Posted: Tue Nov 08, 2011 12:39 pm
by rahulshr
yoyobarn wrote:Hi,
I thought (A-I)^2 = 0 is not satisfied?

the result of (A-I)^2 I got is
(0 | 0 | 0
0 | 1. | 0
0 | 0 | 0.25)
my bad - I miscalculated (A-I)^2 as det((A-I)^2)

but, still - what is wrong with the approach - forming the characteristic equation and 'guessing' trace and determinant from there.

Re: Linear algebra & fields problems

Posted: Tue Nov 08, 2011 12:42 pm
by rahulshr
I think got my mistake..
because characteristic polynomial satisfies det(A-kI) = 0...and not (A-I)^2 is something different.
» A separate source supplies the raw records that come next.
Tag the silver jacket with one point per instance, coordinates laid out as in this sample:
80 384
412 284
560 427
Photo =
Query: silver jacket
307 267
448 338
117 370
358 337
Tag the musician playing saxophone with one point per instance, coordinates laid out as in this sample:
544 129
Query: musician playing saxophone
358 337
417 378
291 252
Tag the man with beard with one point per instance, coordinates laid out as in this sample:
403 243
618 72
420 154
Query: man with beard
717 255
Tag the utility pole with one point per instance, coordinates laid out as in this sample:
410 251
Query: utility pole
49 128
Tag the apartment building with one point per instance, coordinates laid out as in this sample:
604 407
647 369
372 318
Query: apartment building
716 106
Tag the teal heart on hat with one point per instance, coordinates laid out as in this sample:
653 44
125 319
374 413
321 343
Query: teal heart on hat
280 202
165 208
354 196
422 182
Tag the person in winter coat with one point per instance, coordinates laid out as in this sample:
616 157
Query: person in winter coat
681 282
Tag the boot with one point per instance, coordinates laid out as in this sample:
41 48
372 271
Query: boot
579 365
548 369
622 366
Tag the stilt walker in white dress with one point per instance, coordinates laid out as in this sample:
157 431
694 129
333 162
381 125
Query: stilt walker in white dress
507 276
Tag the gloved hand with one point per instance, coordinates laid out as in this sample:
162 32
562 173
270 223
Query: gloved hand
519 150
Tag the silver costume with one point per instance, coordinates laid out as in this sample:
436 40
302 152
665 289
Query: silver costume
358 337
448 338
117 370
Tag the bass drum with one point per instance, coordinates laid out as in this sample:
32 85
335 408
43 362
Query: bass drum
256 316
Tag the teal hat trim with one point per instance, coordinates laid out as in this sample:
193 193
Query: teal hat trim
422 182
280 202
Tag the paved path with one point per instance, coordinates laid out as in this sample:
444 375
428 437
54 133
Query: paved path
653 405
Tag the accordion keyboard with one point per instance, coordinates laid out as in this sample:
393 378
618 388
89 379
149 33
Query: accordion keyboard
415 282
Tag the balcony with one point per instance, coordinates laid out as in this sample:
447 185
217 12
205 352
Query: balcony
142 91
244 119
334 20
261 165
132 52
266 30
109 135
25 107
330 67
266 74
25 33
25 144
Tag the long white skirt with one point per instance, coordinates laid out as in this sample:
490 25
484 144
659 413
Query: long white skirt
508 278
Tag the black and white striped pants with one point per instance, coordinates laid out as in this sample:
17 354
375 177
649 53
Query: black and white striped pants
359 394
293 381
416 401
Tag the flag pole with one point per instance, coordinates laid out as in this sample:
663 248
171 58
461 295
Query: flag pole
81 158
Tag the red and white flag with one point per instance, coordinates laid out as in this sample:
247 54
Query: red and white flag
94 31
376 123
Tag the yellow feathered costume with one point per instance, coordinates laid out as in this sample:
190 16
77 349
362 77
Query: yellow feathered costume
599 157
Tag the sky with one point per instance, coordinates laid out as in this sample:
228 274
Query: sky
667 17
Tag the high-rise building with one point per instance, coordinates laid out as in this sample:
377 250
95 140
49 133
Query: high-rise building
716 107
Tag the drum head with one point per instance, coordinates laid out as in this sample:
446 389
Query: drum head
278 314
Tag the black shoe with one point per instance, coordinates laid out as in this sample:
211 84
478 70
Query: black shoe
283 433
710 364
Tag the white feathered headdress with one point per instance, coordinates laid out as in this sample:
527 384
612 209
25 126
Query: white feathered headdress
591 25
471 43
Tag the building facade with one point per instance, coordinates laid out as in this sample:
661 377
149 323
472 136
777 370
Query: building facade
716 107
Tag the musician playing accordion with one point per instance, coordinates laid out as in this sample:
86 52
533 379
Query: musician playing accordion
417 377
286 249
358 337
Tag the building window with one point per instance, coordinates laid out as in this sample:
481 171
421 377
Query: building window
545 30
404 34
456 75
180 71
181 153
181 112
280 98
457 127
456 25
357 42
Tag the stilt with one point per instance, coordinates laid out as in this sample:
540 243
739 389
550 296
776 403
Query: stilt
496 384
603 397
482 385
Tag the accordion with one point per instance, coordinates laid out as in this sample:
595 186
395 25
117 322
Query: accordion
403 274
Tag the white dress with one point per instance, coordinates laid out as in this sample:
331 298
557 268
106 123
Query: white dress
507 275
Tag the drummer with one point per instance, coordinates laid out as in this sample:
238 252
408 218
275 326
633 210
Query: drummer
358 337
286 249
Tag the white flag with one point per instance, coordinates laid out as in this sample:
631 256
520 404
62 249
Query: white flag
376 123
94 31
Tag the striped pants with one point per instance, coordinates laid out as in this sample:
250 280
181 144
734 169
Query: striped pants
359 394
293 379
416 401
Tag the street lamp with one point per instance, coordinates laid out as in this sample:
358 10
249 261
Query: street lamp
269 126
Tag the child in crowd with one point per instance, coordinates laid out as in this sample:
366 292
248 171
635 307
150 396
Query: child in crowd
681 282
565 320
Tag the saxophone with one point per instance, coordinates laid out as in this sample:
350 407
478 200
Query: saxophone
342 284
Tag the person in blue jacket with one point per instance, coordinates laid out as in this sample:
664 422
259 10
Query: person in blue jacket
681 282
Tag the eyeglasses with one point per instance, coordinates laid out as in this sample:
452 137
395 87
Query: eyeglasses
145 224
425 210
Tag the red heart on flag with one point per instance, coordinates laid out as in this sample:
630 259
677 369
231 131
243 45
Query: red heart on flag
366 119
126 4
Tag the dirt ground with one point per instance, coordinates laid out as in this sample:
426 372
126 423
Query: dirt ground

Re: Linear algebra & fields problems

Posted: Tue Nov 08, 2011 1:59 pm
by owlpride
Be careful to distinguish between the characteristic and the minimal polynomial. If (A - I)^2 = 0, then the minimal polynomial of A is either (x-1) or (x-1)^2, but its characteristic polynomial could be (x-1)^100. The Jordan Normal Form captures precisely this difference between the minimal and the characteristic polynomial.

Re: Linear algebra & fields problems

Posted: Thu Apr 12, 2012 2:11 pm
by jstanczyk
Although the jordan form is useful, it is not necessary for this problem. It does give a quick answer, but I would like to note that the problem has a quick solution even without it.

If (A-I)^2=0 then we have A^2-2A+I=0. Since the right side is the zero matrix, it will map every x to zero. Every eigenvalue h must have a non-zero eigenvector x. Apply x to both sides of the last equation and you have:

h^2x -2hx+x=(h^2-2h+1)x=0. Since x is not zero h must satisfy (h^2-2h+1)=0 meaning h must be 1. Therefore all eigenvalues are equal to 1. That, of course, tells you that 2 and 3 must be true.